Конторский клерк, живший от нас через дорогу, возвращаясь с работы из города, выходил на задворки и начинал свистеть. Минуты через две раздавался в ответ топот, фырканье — с дальнего конца поля бежала гнеденькая кобылка. Хозяин ждал ее с кусочком сахара и с тяжелым, как сундук, ковбойским седлом на плече, купленным в складчину с еще одним соседом. Конником клерк заделался недавно, он продолжал брать у Томаса уроки ковбойства, а когда мы с доктором поселились тут же, он стал бывать еще чаще — в расчете на ветеринарную помощь.
— Доктор, она хромает! — раздавалось у нашего окна вечером, часов в семь, когда мы уже успевали задать нашим лошадям последний корм, а клерк только возвращался со службы и садился в седло.
— Ничего подобного, — доктор, устроившись у телевизора, даже головы к окну не поворачивал.
Доктор успел здесь показать, насколько понимает он в лошадях, и всадник, успокоенный, сразу пропадал за окном. Впрочем, однажды сосед сделался настойчивее.
— Доктор, доктор, по-моему, она жереба!
— Могу произвести ректальный анализ, — прозвучало из полутемной комнаты между двумя выстрелами с экрана.
— Нет, что вы, доктор! Зачем же так серьезно? Вы просто посмотрите, очень прошу вас!
У дверей возникла фигура доктора, впрочем, тут же исчезнувшая с такой скоростью, что доктора уже не было, а слова, им произнесенные, еще звучали:
— На пятом месяце.
Диагноз, повисший, так сказать, в воздухе, новоявленный ковбой принял с такой же почтительностью, с какой выслушивал чувствительные наставления Томаса: «Как сидишь? Почему сидишь как кот на заборе? Ты в ковбойском седле или на манеже?»

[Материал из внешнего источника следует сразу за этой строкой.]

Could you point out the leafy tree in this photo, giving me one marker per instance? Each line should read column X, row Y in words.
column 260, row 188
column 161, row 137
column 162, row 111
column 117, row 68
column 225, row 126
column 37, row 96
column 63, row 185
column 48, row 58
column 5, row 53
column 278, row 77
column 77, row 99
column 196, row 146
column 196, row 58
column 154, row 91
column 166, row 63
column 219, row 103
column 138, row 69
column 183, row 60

Держал ковбойскую лошадь еще один наш новый знакомый — паренек Фред, лицо тоже в некотором роде характерное, причем не только в связи с ковбоями и Америкой. Фред для меня завершил целую галерею лиц, первое из которых увидел я еще в нашем порту, в Мурманске, где начинали мы свой трансатлантический рейс, ждали парохода и постоянно слышали: «Начальник порта сказал... Начальник порта приказал...» — и, конечно, рисовали себе некий облик в соответствии со словами «начальник порта». В последний день перед отплытием, прежде чем «отдать концы», пошли мы к начальнику сказать «спасибо» за все его авторитетные распоряжения, но вместо «спасибо» у меня отвисла челюсть: кому говорить-то? Вместо «начальчника» перед нами был мальчик! То есть мальчиком выглядел этот человек, молодой несоизмеримо с делом, ему подвластным.

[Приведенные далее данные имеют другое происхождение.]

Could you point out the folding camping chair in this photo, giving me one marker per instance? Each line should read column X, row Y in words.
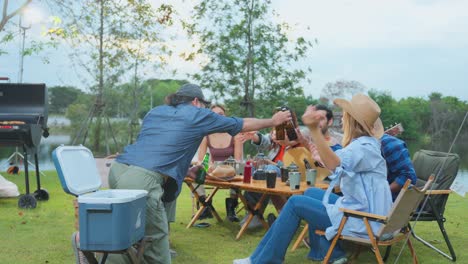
column 428, row 162
column 395, row 226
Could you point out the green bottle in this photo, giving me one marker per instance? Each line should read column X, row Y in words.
column 201, row 174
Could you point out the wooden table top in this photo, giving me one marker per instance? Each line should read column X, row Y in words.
column 260, row 186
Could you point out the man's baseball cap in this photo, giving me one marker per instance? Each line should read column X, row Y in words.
column 192, row 90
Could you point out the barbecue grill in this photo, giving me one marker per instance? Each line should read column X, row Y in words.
column 23, row 122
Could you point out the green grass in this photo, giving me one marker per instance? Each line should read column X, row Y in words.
column 42, row 235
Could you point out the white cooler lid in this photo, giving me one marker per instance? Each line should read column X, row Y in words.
column 78, row 169
column 113, row 196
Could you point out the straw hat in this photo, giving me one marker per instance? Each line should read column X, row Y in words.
column 366, row 112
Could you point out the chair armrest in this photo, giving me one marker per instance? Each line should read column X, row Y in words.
column 359, row 214
column 436, row 192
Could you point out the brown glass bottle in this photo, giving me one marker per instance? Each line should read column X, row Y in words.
column 290, row 126
column 280, row 128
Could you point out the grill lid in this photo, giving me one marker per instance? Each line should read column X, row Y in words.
column 24, row 102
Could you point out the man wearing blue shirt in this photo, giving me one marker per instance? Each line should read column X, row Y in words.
column 159, row 160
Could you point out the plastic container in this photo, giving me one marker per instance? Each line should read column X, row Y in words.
column 110, row 220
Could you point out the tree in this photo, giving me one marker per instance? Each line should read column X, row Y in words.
column 249, row 57
column 341, row 89
column 61, row 97
column 107, row 37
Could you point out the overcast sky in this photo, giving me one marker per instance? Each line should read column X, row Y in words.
column 406, row 47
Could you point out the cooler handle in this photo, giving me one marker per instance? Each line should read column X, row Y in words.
column 99, row 207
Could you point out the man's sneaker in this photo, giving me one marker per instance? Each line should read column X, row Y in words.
column 206, row 214
column 342, row 260
column 253, row 224
column 79, row 256
column 306, row 242
column 271, row 219
column 173, row 253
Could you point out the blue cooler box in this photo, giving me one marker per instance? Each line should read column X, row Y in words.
column 110, row 220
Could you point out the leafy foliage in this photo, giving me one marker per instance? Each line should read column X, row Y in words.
column 249, row 56
column 109, row 38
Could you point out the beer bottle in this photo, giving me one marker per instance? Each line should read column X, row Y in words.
column 201, row 174
column 290, row 126
column 279, row 129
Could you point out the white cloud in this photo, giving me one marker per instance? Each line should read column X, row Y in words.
column 370, row 23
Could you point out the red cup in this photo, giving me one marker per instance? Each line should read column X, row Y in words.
column 247, row 173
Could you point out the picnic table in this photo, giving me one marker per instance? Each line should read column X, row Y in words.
column 258, row 186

Мы погрузились на пароход и вышли в открытое море. Покачивало. Я получил разрешение посмотреть мостик, и тут же меня встретил просто ребенок, третий помощник капитана, которому вахта выпадала, как нарочно, ночью. Розовые лица у кормила власти или у руля океанского судна заставляли меня, звавшегося молодым, чувствовать себя каким-то обветшавшим праотцем. Я взял себе за правило, как тень отца Гамлета, являться на мостик за полночь.